Bates S M, Ginsberg J S, Straus S E, Rekers H, Sackett D L
Department of Medicine, McMaster University, Hamilton, Ont.
CMAJ. 2000 Oct 17;163(8):1016-21.
The identification of conditions associated with an increased risk of venous thromboembolism may indicate the need for aggressive prophylaxis during periods of high risk, prolonged anticoagulant therapy after an initial venous thromboembolic episode, the investigation of asymptomatic family members and the avoidance of oral contraceptives. Advances in laboratory medicine have led to the identification and assessment of many proteins responsible for normal hemostasis, and associations between abnormalities in a number of these proteins and venous thromboembolism have been reported.

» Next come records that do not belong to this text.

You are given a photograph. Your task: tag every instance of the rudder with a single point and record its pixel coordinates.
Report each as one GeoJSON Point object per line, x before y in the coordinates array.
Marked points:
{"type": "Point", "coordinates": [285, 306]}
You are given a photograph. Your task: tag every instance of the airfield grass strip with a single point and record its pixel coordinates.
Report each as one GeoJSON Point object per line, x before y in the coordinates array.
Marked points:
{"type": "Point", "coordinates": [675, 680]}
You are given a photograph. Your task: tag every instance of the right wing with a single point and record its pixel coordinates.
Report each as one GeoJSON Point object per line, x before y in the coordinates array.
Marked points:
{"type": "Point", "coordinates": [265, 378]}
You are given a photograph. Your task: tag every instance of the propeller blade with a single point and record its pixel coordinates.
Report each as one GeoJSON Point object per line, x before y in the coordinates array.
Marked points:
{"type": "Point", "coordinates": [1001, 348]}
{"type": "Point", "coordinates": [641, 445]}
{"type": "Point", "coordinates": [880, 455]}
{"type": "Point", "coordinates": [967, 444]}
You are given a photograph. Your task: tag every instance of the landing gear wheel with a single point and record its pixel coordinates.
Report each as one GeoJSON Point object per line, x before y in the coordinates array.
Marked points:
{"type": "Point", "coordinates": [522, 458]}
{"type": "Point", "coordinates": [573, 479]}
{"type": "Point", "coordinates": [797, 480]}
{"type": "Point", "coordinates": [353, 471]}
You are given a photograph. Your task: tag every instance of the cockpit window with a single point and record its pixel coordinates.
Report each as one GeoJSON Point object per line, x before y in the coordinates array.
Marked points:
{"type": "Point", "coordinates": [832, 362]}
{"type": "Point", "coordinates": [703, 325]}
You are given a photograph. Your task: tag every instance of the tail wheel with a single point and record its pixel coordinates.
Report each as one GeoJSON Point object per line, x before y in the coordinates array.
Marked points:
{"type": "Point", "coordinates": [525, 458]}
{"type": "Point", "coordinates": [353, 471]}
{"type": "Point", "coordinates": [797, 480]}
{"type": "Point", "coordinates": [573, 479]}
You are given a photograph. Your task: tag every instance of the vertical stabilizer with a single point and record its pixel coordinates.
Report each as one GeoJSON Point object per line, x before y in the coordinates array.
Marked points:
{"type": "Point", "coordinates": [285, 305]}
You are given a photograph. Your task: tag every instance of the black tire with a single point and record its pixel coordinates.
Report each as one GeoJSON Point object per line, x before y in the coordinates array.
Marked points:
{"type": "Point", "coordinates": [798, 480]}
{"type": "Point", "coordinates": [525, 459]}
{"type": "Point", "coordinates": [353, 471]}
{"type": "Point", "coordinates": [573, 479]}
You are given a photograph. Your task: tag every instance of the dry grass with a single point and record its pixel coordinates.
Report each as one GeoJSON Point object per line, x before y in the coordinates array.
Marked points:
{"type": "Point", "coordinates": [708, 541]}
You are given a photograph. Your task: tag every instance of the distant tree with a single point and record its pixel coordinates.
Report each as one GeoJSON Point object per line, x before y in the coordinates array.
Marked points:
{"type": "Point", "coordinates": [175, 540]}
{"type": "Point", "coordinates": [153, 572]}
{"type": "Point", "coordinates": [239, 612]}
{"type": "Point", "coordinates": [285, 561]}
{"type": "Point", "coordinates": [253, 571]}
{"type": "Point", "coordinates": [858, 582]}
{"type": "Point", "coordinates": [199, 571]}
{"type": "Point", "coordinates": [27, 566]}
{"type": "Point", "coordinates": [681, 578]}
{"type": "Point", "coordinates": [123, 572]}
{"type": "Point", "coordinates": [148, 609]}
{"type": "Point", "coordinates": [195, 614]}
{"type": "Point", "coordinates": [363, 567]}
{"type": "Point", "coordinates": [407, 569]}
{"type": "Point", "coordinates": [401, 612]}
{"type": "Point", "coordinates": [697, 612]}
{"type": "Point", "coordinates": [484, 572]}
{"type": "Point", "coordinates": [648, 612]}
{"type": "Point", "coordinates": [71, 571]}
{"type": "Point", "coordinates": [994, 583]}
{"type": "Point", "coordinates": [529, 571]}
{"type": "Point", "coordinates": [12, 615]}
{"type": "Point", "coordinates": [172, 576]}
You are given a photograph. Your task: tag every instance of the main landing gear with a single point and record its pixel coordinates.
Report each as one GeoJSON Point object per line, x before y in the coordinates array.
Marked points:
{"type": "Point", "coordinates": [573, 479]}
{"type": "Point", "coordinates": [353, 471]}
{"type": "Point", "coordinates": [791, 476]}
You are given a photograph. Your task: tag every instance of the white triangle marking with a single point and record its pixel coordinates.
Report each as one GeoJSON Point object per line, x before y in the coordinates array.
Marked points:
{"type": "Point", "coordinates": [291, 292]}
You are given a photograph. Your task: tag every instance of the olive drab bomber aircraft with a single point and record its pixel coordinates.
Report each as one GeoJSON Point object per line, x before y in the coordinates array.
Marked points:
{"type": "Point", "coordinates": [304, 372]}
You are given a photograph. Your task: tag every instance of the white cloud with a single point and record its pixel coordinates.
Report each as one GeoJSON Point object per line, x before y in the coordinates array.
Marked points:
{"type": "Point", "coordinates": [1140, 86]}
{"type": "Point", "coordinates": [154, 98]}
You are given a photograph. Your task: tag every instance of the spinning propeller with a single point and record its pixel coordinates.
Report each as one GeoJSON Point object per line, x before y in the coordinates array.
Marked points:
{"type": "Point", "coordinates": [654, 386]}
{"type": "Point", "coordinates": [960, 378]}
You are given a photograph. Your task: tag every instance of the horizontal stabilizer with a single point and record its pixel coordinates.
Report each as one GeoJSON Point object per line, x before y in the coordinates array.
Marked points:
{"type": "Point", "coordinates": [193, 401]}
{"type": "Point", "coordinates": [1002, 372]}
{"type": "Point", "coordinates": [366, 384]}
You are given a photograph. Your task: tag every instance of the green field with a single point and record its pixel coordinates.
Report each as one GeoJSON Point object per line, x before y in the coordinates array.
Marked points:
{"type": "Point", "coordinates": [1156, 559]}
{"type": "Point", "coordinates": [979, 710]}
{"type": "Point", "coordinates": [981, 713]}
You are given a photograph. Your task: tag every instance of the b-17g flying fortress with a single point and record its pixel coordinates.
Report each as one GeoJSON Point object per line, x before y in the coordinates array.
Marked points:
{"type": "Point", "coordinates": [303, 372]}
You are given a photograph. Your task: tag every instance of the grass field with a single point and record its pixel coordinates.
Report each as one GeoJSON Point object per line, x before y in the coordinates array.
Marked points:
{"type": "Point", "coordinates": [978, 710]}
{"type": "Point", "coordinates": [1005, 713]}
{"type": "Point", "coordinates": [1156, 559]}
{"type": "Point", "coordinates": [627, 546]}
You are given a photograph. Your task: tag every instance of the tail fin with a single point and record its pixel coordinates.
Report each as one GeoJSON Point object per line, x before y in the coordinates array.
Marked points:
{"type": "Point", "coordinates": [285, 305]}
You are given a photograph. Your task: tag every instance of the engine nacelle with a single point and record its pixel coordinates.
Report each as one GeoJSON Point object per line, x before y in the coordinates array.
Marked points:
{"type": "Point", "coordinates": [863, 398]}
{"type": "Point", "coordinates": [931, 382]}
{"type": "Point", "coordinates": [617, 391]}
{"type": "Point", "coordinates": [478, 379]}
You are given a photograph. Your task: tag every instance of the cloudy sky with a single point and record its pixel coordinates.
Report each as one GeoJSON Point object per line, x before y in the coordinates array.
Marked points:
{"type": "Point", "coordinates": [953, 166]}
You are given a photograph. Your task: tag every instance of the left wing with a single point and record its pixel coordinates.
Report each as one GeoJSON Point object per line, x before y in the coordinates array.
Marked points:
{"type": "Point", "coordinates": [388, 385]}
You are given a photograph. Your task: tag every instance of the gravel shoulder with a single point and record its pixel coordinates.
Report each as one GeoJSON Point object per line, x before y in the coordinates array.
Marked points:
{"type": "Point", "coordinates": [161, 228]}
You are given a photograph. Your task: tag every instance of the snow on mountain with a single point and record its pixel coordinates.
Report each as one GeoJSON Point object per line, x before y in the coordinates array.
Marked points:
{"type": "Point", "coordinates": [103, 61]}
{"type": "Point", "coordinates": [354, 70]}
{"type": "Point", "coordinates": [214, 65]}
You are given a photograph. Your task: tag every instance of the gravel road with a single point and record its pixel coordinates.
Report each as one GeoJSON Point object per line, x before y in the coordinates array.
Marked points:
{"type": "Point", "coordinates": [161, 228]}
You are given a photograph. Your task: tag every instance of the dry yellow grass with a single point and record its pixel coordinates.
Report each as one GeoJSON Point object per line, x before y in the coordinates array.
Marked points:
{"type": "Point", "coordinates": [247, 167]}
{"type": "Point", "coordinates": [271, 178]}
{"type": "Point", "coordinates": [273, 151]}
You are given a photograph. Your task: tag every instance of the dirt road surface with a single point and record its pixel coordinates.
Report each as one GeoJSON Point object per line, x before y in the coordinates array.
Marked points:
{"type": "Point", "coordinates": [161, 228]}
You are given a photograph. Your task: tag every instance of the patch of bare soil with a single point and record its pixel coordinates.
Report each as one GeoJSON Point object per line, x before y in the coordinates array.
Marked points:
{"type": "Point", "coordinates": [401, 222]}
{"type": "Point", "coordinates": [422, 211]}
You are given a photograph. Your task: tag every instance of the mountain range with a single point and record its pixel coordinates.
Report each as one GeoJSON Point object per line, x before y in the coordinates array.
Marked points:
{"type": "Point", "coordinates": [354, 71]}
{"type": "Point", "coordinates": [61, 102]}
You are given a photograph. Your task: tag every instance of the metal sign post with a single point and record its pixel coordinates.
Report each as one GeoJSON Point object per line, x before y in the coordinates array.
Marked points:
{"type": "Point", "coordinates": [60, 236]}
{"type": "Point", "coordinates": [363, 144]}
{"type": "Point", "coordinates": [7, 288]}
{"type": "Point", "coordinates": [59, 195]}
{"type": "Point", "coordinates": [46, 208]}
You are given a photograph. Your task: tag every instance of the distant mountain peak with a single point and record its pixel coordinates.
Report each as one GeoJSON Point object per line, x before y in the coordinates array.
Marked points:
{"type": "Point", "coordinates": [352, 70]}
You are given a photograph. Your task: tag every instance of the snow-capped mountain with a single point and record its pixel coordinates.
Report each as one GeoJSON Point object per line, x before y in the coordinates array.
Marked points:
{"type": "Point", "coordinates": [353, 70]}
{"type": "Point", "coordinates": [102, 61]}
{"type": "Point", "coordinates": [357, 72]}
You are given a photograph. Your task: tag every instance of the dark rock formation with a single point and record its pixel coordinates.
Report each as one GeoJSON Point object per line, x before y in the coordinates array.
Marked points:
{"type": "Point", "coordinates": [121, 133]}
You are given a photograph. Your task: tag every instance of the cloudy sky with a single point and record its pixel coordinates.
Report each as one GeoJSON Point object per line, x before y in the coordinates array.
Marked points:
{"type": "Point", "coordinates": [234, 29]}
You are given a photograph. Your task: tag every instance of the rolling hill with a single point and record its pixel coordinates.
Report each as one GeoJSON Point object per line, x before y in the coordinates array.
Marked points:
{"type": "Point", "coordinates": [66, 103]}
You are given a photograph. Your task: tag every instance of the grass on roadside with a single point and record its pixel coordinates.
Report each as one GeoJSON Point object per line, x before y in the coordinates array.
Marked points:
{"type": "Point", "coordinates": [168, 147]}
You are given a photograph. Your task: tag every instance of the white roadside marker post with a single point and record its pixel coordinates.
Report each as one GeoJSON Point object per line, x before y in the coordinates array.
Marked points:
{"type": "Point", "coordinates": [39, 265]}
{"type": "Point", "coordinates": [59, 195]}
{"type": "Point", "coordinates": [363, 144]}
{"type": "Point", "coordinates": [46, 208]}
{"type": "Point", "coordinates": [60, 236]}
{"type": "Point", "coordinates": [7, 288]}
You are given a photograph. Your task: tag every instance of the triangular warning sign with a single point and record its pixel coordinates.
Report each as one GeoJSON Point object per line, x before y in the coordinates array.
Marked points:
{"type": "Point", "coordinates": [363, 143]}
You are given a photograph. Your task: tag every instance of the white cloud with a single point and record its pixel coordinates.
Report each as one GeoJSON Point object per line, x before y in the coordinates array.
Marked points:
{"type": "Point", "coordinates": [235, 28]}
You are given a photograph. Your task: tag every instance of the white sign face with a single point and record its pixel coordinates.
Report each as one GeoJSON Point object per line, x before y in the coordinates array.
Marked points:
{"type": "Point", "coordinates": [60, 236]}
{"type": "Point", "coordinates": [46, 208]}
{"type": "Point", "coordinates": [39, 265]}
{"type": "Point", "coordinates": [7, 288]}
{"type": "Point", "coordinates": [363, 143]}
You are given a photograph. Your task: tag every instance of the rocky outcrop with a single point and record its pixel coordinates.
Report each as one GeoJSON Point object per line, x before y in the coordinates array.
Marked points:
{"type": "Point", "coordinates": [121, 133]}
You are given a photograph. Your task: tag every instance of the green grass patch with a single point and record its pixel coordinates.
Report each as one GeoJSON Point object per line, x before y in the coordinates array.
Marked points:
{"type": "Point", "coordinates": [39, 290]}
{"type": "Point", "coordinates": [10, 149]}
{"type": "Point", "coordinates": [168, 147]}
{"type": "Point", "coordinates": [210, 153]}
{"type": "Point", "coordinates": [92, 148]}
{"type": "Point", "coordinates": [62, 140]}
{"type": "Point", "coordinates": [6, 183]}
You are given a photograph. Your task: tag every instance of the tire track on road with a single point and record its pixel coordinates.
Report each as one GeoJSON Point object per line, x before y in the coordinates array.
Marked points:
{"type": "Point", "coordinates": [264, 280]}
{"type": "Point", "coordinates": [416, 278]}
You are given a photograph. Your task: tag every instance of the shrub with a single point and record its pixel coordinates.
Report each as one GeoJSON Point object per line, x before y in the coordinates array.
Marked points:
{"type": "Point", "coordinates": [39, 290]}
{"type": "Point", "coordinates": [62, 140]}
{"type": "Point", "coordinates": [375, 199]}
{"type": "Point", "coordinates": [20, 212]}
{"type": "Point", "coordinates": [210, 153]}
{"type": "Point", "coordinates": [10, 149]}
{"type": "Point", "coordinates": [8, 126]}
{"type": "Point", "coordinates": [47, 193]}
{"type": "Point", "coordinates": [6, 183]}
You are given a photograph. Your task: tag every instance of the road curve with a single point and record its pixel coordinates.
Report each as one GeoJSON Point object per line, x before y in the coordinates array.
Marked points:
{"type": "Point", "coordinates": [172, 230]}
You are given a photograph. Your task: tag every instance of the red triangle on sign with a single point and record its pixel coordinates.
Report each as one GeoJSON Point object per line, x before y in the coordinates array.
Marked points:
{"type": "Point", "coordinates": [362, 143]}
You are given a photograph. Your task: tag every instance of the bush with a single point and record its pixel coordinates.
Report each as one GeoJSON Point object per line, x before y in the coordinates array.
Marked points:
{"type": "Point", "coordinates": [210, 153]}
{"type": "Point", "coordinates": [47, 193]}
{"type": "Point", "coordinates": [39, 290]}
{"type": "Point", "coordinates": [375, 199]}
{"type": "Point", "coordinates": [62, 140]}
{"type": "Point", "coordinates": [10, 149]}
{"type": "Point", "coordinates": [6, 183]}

Without the ability to appraise this information critically, physicians may be unable to determine whether or how they should modify their clinical practice. Criteria for determining whether specific laboratory abnormalities have a relationship with venous thromboembolism are proposed here, and one example of the application of these guidelines is provided.
识别与静脉血栓栓塞风险增加相关的情况,可能表明在高风险时期需要积极预防、在初次静脉血栓栓塞发作后进行长期抗凝治疗、对无症状家庭成员进行调查以及避免使用口服避孕药。检验医学的进展已促使人们识别和评估了许多负责正常止血的蛋白质,并且已有报告称其中一些蛋白质的异常与静脉血栓栓塞之间存在关联。如果没有能力批判性地评估这些信息,医生可能无法确定他们是否以及应如何改变临床实践。本文提出了确定特定实验室异常与静脉血栓栓塞是否有关的标准,并提供了这些指南应用的一个实例。